IRSUTE: a minisatellite project for land surface heat flux estimation from field to regional scale
Résumé
Thermal infrared remote sensing has proved its usefulness in various environmental applications, including the evaluation of surface heat fluxes exchanged between the continental biosphere and the lower atmosphere. The concept of a minisatellite, IRSUTE, has been evaluated. It is designed to allow the derivation of accurate (+-50 W m-² or +- 0.8 mm/d water evaporation) estimates of surface heat flux at the field scale (near 40 m). Such estimates will be useful for meteorological, hydrological, and agricultural studies. The instrument will also be useful for environmental monitoring, for example, frost mapping, forest fires, volcano activity, thermal pollution, etc. The IRSUTE concept has been further elaborated by conducting scientific studies (modeling canopy radiative temperature, method for flux estimation, ergodicity problem, emissivity of natural surfaces, correction of atmospheric effect), by analyzing methodological aspects (definition of pixel size, overpass time, time repeat cycle, analysis of angular effects) and system specification (superposition error and MTF effects assessment).
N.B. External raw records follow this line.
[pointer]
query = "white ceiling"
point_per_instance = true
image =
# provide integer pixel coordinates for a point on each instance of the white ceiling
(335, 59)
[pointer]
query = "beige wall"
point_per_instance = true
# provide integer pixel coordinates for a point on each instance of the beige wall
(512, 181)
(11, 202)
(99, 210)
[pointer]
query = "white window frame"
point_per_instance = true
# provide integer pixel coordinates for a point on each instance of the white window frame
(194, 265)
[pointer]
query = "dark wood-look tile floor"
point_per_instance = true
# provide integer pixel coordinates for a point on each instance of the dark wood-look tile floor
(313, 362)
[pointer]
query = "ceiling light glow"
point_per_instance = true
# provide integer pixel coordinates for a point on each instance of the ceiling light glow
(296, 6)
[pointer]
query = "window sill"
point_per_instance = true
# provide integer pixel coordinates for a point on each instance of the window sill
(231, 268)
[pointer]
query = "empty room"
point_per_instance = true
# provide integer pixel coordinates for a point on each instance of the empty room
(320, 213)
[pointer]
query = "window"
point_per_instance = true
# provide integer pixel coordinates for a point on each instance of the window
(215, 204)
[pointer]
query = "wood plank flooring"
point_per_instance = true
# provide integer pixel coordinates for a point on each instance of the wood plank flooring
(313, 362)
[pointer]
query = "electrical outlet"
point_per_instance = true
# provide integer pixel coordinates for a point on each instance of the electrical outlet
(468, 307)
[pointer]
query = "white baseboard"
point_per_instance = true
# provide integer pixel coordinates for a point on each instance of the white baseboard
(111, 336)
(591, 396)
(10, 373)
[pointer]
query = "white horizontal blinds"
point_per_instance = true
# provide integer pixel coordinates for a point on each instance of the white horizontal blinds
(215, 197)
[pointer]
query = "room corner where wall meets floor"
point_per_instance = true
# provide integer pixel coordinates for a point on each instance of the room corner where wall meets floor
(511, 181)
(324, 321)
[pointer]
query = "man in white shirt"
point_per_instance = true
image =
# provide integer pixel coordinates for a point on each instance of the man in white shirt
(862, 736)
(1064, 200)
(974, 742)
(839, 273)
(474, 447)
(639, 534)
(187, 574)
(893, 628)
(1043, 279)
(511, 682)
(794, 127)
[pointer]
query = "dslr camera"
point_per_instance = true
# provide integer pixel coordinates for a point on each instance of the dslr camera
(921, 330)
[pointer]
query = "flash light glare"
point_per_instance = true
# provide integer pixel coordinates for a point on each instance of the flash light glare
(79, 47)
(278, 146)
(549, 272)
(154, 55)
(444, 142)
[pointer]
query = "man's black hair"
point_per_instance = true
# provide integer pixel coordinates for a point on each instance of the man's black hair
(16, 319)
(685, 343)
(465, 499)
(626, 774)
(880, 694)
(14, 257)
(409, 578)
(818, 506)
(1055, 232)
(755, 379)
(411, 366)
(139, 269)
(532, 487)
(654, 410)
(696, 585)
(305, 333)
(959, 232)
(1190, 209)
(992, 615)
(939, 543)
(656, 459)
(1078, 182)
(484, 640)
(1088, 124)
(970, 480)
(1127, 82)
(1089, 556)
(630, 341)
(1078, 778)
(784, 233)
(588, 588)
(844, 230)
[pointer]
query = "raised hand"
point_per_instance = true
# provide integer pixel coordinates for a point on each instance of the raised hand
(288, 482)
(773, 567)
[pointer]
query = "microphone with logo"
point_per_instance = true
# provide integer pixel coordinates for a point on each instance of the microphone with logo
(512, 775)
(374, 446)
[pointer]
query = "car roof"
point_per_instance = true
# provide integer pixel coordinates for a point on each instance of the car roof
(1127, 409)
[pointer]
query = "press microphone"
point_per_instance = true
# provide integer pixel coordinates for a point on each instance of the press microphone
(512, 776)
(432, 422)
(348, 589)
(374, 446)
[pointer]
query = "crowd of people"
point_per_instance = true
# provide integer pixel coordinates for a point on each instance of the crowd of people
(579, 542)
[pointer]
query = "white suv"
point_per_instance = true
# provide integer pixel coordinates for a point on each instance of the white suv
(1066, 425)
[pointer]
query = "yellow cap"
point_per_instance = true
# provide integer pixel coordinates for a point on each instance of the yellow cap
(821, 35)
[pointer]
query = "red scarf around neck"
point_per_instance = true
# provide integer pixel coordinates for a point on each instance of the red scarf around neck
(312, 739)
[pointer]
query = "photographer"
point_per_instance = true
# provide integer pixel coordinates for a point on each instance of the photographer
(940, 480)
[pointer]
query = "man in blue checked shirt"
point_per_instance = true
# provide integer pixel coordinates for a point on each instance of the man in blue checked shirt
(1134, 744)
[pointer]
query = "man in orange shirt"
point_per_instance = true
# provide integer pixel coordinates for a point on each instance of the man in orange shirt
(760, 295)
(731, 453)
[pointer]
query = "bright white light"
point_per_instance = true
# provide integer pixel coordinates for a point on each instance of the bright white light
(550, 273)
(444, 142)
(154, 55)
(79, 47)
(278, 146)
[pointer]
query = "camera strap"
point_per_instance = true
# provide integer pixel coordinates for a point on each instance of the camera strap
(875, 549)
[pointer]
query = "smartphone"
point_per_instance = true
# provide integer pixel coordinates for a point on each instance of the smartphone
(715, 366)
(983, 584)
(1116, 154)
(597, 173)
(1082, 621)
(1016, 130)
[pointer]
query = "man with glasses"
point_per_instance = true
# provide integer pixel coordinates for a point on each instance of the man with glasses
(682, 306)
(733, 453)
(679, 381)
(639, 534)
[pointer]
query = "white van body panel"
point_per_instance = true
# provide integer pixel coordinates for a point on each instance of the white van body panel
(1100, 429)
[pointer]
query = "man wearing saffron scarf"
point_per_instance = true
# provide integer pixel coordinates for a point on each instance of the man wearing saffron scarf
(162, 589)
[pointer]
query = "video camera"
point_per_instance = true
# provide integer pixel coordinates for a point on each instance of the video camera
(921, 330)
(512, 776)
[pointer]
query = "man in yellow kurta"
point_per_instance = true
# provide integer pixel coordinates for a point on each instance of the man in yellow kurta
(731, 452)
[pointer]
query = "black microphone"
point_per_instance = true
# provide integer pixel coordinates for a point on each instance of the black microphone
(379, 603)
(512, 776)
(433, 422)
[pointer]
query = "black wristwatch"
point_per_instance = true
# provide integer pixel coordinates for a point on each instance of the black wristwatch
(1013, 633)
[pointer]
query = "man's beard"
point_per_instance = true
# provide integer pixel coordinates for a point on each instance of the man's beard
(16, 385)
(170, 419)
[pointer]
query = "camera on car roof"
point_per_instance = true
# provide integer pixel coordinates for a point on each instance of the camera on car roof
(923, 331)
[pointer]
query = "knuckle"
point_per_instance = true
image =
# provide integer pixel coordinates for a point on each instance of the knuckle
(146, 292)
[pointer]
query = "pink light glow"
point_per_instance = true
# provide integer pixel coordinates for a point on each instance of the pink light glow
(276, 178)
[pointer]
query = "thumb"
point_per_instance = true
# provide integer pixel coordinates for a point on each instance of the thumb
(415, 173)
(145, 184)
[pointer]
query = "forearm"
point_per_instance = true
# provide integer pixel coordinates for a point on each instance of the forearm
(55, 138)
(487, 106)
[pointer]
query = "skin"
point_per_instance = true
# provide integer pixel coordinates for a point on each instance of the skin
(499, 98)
These studies have resulted in the definition of a feasible instrument corresponding to the minisatellite category (95 kg), with a high spatial resolution (40 m), four bands in the thermal infrared domain (3.5-4.0 um and three bands between 8.2 um and 11.0 um, with two options), a 1-day revisit, corresponding to an orbite altitude of 540 km. The narrow ground swath (40 km) preludes a global coverage; as a result IRSUTE will focus on a set of test-sites. The phase A study is now complete. The main elements of IRSUTE are defined. This article describes the IRSUTE mission characteristics and the main experimental results which led to the chosen specifications.